The Temporary Foreign Worker Program Under Unfair Scrutiny
Over the past few weeks, the federal government has been harshly criticized for its Temporary Foreign Worker Program. Critics claim that the program permits abuse and fraud, and that Canadian citizens and permanent residents are being denied employment opportunities as a result of employers favouring temporary foreign workers, who they then pay at rates lower than the average prevailing wage. As a direct result of this criticism, the program has been modified so that restaurants are no longer able to use the program to fill their labour shortages. Further changes are anticipated, including increased auditing powers for federal inspectors of employers who have applied for Labour Market Opinions, which is the document often required in order to hire foreign workers
The actions taken by the government are reactionary and poorly planned. They place blame for deficiencies in the program on employers, instead of acknowledging that the government’s execution of the program has been inconsistent and unpredictable.
Employers would prefer to employ Canadian citizens and permanent residents rather than recruit foreign workers. The process to apply for a Labour Market Opinion is labour intensive, expensive and time consuming. In some cases, employers must pay their foreign workers more than their Canadian counterparts, since they are required to pay the “average prevailing wage rate”. This published rate sometimes does not reflect business realities, since it does not take into consideration the countless variables and experience levels that occur within a single job description. If employers were able to fill a position locally, without inviting the governmental scrutiny, increased auditing responsibilities, and additional expense associated with participation in the Temporary Foreign Worker Program, they would readily do so.
However, the reality is that in order for many employers to remain competitive, or even viable, they must hire individuals from outside of Canada, as they are not able to find individuals with the requisite skill set within Canada. Before offering an employment position to a foreign worker, they must demonstrate that they have attempted to locate Canadians or Canadian permanent residents.The standards to demonstrate this labour market shortage are dictated by the federal government. It is their argument that these standards are objective, and that once employers have followed their stringent recruitment procedures, a labour market shortage has been identified and hiring a foreign worker is justified. It is unfair for the government to now penalize an entire industry sector, in this case the restaurant industry, arguing that the recruitment practices in place are insufficient, when it is the federal government’s required recruitment practices that are being followed in the first place.
If individual employers are abusing the Temporary Foreign Worker Program by not adhering to the employment standards represented on their applications for Labour Market Opinions, indeed, they should be reported and punished accordingly.
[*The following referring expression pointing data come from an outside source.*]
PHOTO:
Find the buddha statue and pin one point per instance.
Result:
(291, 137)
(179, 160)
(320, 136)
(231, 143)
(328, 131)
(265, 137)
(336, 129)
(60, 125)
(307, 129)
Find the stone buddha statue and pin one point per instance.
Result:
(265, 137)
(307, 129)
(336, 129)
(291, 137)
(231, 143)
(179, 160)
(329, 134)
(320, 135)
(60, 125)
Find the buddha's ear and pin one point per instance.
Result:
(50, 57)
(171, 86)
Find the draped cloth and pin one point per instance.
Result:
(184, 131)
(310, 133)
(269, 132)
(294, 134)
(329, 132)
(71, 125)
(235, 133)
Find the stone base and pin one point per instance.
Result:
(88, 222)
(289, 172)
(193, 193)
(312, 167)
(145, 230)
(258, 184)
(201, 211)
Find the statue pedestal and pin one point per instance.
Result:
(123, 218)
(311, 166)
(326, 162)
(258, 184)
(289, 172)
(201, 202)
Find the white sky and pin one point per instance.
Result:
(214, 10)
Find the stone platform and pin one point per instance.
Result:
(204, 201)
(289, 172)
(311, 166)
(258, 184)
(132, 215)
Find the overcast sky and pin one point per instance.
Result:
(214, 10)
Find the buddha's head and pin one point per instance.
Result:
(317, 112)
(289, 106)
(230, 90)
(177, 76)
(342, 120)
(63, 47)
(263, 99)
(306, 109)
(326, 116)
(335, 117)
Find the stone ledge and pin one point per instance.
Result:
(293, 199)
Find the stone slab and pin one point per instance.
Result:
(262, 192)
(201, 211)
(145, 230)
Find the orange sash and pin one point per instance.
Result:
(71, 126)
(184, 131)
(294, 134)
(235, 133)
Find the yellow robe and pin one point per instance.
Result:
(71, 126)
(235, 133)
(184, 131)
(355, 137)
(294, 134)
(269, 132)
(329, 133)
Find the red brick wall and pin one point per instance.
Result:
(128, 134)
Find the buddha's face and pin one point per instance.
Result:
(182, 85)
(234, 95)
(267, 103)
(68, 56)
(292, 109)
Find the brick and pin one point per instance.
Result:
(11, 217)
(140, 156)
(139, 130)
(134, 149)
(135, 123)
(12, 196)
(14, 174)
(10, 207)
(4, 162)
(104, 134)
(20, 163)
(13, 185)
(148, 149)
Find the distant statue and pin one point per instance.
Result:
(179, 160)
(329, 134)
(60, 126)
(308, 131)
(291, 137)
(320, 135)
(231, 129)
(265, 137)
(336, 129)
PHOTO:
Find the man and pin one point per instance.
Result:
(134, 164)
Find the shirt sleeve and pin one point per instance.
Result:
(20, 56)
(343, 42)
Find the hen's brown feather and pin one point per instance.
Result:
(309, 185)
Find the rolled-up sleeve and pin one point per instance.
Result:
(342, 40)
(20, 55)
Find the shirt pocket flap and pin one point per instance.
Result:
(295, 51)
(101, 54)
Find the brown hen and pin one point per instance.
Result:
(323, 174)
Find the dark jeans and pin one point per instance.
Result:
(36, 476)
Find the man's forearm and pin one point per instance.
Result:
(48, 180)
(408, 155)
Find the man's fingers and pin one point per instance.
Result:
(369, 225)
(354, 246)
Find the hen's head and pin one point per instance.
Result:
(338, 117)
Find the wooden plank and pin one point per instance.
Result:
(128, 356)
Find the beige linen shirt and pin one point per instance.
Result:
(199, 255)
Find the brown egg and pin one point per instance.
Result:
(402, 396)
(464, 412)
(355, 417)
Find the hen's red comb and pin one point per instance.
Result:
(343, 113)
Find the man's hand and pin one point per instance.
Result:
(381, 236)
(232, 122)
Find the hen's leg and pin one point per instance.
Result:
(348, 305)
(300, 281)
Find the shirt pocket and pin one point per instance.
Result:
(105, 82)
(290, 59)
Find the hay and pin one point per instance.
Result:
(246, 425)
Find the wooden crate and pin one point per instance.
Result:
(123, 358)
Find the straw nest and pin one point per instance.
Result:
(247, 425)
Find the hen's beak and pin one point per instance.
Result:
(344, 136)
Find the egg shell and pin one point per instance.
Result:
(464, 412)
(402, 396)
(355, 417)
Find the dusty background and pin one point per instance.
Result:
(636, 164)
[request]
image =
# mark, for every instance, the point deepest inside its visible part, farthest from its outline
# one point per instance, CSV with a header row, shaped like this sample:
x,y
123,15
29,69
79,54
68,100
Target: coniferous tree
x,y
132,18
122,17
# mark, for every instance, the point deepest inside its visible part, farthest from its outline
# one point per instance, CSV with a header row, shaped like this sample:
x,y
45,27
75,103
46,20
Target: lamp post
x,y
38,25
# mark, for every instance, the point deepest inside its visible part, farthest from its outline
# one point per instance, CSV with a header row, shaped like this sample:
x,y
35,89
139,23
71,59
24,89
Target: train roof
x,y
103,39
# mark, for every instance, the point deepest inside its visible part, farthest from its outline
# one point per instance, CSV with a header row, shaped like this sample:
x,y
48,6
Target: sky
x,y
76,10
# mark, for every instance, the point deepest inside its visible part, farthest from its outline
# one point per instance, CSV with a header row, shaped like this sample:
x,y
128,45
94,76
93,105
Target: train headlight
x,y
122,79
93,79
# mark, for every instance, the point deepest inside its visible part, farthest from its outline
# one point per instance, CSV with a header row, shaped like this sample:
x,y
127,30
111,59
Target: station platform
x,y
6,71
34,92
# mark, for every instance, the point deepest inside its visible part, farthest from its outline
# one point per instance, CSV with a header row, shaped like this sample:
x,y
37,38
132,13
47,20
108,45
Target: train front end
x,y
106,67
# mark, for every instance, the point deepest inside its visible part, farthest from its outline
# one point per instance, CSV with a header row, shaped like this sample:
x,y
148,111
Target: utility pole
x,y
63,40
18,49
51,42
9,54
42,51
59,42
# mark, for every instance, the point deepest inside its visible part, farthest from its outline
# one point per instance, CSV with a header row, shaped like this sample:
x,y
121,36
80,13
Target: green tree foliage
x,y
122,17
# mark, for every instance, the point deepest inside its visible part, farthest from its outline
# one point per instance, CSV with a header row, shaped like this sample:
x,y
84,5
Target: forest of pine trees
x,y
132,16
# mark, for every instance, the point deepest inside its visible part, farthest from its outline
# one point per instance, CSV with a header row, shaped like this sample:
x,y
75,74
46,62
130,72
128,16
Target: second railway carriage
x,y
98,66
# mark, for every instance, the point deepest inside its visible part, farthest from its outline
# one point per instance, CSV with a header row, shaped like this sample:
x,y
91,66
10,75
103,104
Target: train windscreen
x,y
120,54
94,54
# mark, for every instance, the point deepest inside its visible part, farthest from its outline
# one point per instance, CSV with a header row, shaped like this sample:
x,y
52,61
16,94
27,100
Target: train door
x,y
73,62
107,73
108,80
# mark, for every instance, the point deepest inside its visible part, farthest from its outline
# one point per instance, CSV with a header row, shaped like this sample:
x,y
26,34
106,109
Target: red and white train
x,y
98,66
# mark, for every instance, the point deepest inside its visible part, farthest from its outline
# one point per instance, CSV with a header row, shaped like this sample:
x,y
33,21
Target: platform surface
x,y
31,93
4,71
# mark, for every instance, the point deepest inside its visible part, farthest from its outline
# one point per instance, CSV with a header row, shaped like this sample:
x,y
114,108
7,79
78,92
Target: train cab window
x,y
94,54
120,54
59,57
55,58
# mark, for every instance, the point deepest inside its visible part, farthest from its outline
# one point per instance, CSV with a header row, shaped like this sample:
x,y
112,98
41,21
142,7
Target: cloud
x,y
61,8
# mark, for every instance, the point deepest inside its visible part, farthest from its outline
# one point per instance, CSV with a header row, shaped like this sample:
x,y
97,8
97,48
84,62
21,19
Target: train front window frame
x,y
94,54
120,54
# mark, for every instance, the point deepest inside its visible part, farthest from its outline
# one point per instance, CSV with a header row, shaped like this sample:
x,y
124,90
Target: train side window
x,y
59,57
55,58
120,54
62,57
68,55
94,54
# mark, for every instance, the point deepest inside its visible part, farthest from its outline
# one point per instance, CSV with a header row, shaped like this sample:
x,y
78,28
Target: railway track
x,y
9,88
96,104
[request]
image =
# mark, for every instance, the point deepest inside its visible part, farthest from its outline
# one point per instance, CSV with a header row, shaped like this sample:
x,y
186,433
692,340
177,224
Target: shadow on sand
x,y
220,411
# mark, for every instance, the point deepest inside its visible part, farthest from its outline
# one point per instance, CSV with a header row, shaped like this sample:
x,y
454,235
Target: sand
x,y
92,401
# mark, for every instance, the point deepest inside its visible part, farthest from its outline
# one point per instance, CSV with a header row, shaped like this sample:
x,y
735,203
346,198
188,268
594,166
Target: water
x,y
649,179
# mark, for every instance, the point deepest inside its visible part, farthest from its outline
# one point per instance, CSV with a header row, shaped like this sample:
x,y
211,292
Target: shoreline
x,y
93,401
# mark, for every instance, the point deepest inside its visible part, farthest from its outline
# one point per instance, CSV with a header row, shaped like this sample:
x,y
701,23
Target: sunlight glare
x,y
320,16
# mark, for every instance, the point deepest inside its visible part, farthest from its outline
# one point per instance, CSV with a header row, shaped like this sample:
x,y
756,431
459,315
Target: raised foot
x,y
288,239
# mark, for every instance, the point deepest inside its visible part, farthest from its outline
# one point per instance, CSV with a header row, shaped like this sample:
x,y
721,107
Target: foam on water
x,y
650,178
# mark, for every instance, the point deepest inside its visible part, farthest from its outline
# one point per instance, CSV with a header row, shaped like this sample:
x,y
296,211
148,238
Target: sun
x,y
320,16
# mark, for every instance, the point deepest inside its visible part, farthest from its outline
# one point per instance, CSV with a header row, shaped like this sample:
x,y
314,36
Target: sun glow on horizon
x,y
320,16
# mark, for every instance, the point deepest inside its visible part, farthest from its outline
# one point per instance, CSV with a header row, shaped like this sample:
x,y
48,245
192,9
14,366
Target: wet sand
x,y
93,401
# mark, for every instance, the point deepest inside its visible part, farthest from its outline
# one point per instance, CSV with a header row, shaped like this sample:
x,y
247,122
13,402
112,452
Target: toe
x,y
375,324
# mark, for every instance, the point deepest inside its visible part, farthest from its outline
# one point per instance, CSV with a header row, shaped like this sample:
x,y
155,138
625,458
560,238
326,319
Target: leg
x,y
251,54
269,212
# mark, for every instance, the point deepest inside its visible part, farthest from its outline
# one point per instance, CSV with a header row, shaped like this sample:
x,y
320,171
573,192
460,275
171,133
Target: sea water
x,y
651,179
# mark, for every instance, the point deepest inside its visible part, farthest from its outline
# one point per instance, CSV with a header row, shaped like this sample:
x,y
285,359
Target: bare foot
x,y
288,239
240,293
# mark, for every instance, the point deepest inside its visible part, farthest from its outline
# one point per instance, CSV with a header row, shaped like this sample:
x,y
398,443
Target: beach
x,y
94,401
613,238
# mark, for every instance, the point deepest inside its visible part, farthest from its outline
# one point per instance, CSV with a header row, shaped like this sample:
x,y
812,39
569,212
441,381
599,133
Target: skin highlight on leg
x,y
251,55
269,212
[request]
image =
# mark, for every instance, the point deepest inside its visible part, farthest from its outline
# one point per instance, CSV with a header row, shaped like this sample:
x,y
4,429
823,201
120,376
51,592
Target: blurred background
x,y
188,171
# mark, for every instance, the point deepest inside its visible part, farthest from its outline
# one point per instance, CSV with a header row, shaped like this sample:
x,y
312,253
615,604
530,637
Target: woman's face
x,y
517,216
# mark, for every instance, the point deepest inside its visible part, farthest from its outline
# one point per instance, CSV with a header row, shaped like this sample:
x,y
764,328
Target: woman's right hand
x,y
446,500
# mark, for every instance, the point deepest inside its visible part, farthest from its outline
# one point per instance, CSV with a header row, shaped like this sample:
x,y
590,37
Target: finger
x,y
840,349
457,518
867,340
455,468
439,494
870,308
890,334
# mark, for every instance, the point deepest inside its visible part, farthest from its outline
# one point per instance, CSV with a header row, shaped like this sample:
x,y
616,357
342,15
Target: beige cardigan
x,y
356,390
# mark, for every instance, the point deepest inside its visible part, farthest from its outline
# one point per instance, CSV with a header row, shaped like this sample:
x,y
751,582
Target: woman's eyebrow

If it is demonstrated that there is no labour market shortage for a position when previously it was thought that there was, then indeed, the recruitment standards should be modified so that employers are able to effectively demonstrate their inability to locate suitable Canadian candidates. However, to implement a ban on all restaurants hiring foreign workers as a reaction to a few disgruntled employees and a lot of media attention unfairly punishes those restaurants who have adhered to the federal government’s standards in good faith. These reactionary measures will unfortunately result in some restaurants’ inability to conduct their business… not to mention the potential inability of some rural communities across the country to enjoy an authentically prepared tagine!